Subscriptions with Negative Options



A negative option is when you’re automatically billed for something when you didn’t specifically say not to bill you. It’s a common practice that businesses use, and it often happens with free trial offers and subscriptions.


For example, you agree to try a box of products free for a month. After that month, you’re charged automatically for monthly shipments until you cancel. Or, you get a magazine subscription that renews automatically when it expires. These are negative options. Your silence is taken as consent to be charged.


The problem with negative options comes when the business doesn’t clearly explain that it will keep billing you unless you do something — or if the business makes it difficult or impossible for you to cancel.

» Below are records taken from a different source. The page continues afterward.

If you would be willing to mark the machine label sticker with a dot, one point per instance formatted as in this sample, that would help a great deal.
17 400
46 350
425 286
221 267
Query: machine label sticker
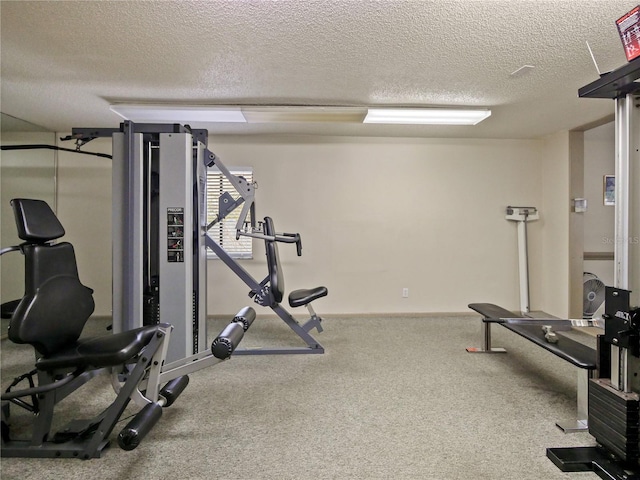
175 234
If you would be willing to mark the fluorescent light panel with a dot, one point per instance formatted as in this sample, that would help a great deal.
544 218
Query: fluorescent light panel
298 114
426 116
178 113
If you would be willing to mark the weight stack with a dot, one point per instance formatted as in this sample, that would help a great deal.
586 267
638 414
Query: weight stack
614 419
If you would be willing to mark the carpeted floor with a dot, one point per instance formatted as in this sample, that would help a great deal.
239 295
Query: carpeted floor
392 398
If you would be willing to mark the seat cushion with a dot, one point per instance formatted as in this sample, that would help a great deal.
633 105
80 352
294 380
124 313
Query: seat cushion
105 351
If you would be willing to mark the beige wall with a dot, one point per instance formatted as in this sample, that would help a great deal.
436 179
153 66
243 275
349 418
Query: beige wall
23 174
555 224
599 158
376 215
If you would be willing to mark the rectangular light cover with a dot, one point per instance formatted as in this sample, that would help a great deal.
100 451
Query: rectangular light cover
426 116
178 113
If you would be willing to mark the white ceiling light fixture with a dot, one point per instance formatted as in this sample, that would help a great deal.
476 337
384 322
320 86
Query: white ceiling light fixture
426 116
178 113
296 114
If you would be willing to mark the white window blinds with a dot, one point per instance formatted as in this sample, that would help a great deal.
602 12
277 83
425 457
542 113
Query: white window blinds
224 232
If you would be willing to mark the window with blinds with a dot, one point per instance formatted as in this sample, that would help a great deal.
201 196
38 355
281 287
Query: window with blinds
224 232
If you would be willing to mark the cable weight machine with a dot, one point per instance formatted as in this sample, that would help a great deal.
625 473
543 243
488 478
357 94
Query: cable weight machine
160 237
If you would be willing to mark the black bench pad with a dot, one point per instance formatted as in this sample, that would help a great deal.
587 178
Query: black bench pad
573 352
493 313
578 354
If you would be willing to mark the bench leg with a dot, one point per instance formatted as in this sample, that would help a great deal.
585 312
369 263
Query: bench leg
486 341
581 423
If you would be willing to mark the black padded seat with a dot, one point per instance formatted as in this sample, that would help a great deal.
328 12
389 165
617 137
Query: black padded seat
301 297
106 351
7 308
492 312
576 353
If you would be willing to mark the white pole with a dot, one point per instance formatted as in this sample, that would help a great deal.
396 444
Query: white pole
523 266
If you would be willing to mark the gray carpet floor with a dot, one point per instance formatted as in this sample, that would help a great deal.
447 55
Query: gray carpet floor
392 397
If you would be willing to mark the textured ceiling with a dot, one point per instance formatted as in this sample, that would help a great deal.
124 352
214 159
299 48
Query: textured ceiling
64 63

Before you give your credit card for a free trial offer or subscription

  • Read all the details. See if the business will keep charging you unless you tell them to stop. If that’s not clear to you, assume it will. Why else would the business want your credit card?

  • Look for pre-checked boxes. Some businesses use these hoping you won’t notice that you’re agreeing to be billed later. Uncheck the box if you don’t agree with what it says.

  • Make sure you know how to cancel. Check the business’s website for an explanation on how to cancel. Businesses should make this easy for you. It’s the law. If it’s not clear to you how to cancel, walk away.


If you’re charged without your consent, and the company won’t refund your money, dispute the charge (also called a “chargeback”) with your credit or debit card company right away.